Queerness: The Color Blue

Sometimes I run across people commenting on literary analyses with comments like "how could they not see how gay this is?" or "how did they miss the obvious queerness?" and I feel the answer is that... you can't see something you haven't learned to recognize.

Like, I don't know if it's true that people can't see the color blue if they're never given a word for it, but I do know that I had to be taught to see fish moving underwater. My first instinct was to look at the top of the water and watch the reflections, the clouds moving above, the ripples and waves, not the soft subtle shadows underneath. If you give a block of malfunctioning code to an experienced software engineer, she's likely to spot the missing semicolon right away but someone who doesn't speak C+ will never find it because they don't know about semicolons. They can see with their eyes, but they don't know what they're looking for!

I was well into my teens before I even knew gay people existed, let alone how to recognize the full spectrum of queer possibilities and representation.

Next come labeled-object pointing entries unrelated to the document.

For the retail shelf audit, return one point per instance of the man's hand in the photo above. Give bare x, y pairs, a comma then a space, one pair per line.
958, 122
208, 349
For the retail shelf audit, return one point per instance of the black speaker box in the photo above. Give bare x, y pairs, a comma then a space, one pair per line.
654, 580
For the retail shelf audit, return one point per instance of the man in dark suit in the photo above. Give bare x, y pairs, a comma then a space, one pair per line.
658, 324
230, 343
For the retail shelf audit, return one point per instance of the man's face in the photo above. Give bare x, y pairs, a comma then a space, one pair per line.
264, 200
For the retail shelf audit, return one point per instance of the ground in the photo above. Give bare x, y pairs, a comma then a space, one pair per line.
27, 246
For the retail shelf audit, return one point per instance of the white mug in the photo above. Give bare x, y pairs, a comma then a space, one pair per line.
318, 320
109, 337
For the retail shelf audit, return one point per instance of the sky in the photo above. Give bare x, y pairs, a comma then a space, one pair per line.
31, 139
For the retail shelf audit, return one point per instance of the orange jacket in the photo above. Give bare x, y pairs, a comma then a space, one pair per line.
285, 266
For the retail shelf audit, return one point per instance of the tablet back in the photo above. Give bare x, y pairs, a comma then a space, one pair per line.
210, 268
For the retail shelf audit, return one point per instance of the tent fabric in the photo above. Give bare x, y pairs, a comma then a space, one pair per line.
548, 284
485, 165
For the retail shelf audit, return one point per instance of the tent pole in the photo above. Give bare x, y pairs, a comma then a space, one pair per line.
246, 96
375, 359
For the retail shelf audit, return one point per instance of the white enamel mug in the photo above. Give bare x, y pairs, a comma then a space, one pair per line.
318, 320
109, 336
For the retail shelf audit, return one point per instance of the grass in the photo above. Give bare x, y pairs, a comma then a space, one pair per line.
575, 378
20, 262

I was in my twenties before I heard the word "transgender". I've had people--bright people, good people--read my very queer books and come away thinking that the trans neopronouns some of the characters use must be a persistent spelling error that I made. ("The narrative keeps referring to her as 'xie'. Did Word make a find-replace error before you published?")

I think some people miss queerness when it's in front of their faces because they just don't have enough exposure to queerness to recognize it. We don't teach queerness in schools, and what a lot of kids do pick up from their parents and society is a villainous caricature that is a complete distortion of reality. They aren't seeing blue because they've never been taught to recognize it.